3. Ma com’ est moins pire que celle de Sarko
(MaxPPP)
Et hop, une petite pique contre Nicolas Sarkozy. Oh, elle n’est pas exprimée directement dans l’entretien accordé à Denis Pingaud, mais le sous-entendu est limpide.
Alors qu’il discourt sur le sujet de "la posture présidentielle", François Hollande énonce ainsi :
Je suis le président de la République. Ma personnalité ne peut pas transgresser ma responsabilité. Certains s’y sont essayés en privilégiant, en quelque sorte, le naturel à la fonction. Ils l’ont payé cher.
Coucou Nicolas, donc.
4. Le secret, ça n’existe plus
Associer les collaborateurs et les parties prenantes d’un dossier à la prise de décision publique ? François Hollande est résolument pour … et assume les difficultés nées de ce "contexte nouveau" :
Le secret et la confidentialité n’existe plus (…) le processus est devenu difficile à maîtriser (…). Le contrôle de la communication devient plus délicat. Sauf instaurer un contrôle des parties prenantes. Au nom de la peur des fuites.

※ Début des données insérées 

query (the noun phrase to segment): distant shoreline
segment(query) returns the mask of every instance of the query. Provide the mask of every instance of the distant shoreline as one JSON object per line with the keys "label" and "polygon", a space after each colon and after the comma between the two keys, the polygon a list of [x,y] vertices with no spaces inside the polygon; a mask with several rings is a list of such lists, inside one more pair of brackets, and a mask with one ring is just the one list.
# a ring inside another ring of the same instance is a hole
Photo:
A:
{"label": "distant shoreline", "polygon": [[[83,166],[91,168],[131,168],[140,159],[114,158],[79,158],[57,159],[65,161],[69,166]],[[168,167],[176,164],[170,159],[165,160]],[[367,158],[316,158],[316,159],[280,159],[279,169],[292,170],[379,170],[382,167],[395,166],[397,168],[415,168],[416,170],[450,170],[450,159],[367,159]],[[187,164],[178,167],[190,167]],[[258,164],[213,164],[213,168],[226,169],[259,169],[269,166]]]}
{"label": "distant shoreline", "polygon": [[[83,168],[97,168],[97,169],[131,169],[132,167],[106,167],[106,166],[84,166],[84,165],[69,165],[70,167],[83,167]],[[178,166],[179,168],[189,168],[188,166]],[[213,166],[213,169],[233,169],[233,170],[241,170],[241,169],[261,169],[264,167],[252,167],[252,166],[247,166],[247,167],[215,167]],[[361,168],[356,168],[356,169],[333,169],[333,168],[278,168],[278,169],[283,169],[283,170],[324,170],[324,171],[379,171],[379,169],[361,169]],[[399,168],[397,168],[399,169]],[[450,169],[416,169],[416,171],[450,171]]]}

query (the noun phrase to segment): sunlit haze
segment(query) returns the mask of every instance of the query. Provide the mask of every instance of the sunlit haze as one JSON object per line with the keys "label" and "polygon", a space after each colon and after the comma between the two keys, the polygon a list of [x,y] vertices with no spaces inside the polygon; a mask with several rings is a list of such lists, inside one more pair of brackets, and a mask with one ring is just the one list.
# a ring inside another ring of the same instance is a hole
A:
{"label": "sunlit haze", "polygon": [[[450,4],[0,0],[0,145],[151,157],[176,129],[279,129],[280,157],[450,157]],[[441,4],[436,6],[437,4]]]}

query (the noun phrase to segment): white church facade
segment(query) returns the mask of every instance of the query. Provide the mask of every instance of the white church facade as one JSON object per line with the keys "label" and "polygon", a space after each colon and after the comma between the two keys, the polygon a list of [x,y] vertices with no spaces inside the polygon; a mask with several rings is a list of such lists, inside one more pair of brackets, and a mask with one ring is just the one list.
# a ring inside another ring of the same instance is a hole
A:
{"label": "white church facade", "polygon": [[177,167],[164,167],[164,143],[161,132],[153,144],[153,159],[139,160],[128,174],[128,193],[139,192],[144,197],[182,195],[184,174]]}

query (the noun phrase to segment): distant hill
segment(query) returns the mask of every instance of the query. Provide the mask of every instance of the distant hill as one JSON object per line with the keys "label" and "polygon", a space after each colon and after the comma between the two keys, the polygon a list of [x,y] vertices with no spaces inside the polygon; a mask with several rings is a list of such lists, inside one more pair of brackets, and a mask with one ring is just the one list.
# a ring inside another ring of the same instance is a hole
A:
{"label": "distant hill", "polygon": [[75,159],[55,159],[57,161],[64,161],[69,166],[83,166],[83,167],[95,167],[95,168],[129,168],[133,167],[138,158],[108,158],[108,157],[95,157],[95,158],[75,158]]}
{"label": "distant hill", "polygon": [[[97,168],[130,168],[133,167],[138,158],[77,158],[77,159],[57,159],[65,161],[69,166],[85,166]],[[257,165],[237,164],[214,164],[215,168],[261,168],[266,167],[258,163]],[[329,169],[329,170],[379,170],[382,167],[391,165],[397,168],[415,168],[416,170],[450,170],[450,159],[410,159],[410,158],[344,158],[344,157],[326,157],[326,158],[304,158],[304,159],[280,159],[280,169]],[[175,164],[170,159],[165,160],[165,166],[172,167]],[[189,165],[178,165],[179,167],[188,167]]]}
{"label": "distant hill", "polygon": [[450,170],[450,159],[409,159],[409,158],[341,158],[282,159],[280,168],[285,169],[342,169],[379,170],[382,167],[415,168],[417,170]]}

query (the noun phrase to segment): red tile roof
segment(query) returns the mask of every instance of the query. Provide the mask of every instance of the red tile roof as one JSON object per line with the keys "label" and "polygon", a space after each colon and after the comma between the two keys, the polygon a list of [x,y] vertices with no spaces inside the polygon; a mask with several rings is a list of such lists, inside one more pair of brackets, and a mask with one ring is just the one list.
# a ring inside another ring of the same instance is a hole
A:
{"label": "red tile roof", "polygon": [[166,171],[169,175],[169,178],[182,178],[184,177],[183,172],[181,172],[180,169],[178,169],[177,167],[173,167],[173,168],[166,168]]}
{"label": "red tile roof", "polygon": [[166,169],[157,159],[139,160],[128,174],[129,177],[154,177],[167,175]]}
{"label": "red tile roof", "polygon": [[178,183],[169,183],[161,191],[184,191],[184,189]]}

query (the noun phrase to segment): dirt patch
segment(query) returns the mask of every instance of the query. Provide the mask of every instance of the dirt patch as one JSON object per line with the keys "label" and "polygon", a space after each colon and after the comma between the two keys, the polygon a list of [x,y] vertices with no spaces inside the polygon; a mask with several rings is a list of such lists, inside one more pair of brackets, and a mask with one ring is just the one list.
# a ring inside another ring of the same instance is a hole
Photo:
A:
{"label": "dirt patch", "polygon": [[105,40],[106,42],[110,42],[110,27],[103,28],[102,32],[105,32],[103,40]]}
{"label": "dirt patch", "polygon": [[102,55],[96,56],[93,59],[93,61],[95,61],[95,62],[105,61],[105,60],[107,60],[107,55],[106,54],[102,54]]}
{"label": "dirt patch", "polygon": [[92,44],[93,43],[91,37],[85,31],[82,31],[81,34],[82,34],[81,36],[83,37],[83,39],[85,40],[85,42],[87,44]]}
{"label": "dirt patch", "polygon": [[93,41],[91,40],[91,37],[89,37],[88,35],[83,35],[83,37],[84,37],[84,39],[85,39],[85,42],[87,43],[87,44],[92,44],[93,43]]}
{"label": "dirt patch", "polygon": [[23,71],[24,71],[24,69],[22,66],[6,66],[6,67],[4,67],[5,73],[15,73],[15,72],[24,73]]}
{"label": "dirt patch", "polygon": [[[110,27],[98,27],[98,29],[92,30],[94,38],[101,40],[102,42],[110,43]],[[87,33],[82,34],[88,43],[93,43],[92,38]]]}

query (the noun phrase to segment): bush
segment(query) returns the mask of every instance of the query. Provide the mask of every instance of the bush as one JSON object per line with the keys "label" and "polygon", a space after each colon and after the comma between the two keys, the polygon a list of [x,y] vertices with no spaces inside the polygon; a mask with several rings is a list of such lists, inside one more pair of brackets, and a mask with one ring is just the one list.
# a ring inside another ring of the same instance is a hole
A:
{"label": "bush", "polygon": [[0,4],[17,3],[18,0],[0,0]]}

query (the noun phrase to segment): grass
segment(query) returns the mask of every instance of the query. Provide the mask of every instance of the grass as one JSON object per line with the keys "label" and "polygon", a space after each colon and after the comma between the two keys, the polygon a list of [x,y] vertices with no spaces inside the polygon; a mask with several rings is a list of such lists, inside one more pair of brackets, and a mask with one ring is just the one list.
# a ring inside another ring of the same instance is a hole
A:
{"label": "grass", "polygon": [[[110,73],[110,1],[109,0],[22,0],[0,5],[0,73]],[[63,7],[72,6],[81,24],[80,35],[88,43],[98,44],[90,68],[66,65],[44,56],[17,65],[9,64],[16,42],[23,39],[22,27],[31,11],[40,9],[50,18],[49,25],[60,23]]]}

Tel n’est pas mon état d’esprit.
5. Pas de mea-culpa pour le "neuf français sur dix"
Vous vous souvenez de l’élément de langage totalement raté tenté par Jean-Marc Ayrault sur le plateau de l’émission Des Paroles et des Actes, en septembre 2012, au moment de la présentation du budget 2013, et qui assurait que"neuf français sur dix ne seront pas concernés par les augmentations de fiscalité" ?
On a su, par la suite, que c’était un certain François Hollande qui l’avait souffléà son premier ministre le jour même …
On apprend dans l’ouvrage de Denis Pingaud … que François Hollande n’a *aucune* envie de concéder une boulette :
C’était vrai pour le budget de l’Etat, mais pas sur l’ensemble du financement de la Sécurité sociale.
Or, les Français ne distinguent pas.
Un taux, un tarif, c’est toujours … un prélèvement.
Oui, vous avez bien lu : François Hollande (et Jean-Marc Ayrault) avaient raison, mais bon, les Français n’ont pas su le "distinguer"…
6. La gauche a un problème avec la com’
Dixit François Hollande, la gauche a un problème structurel avec la communication.
Le chef de l’Etat le dit ainsi :
Toute entreprise, institution, association ou même tout média qui veut faire passer une information, s’interroge et travaille sur la meilleure manière d’y parvenir.
La gauche pense souvent que la raison suffit, que la logique, l’argument, l’intelligence suffisent à franchir tous les murs, à percer toutes les résistances.
Sous-entendu : à gauche, on pense que notre travail se suffit à lui-même, et on rechigne à organiser le faire-savoir.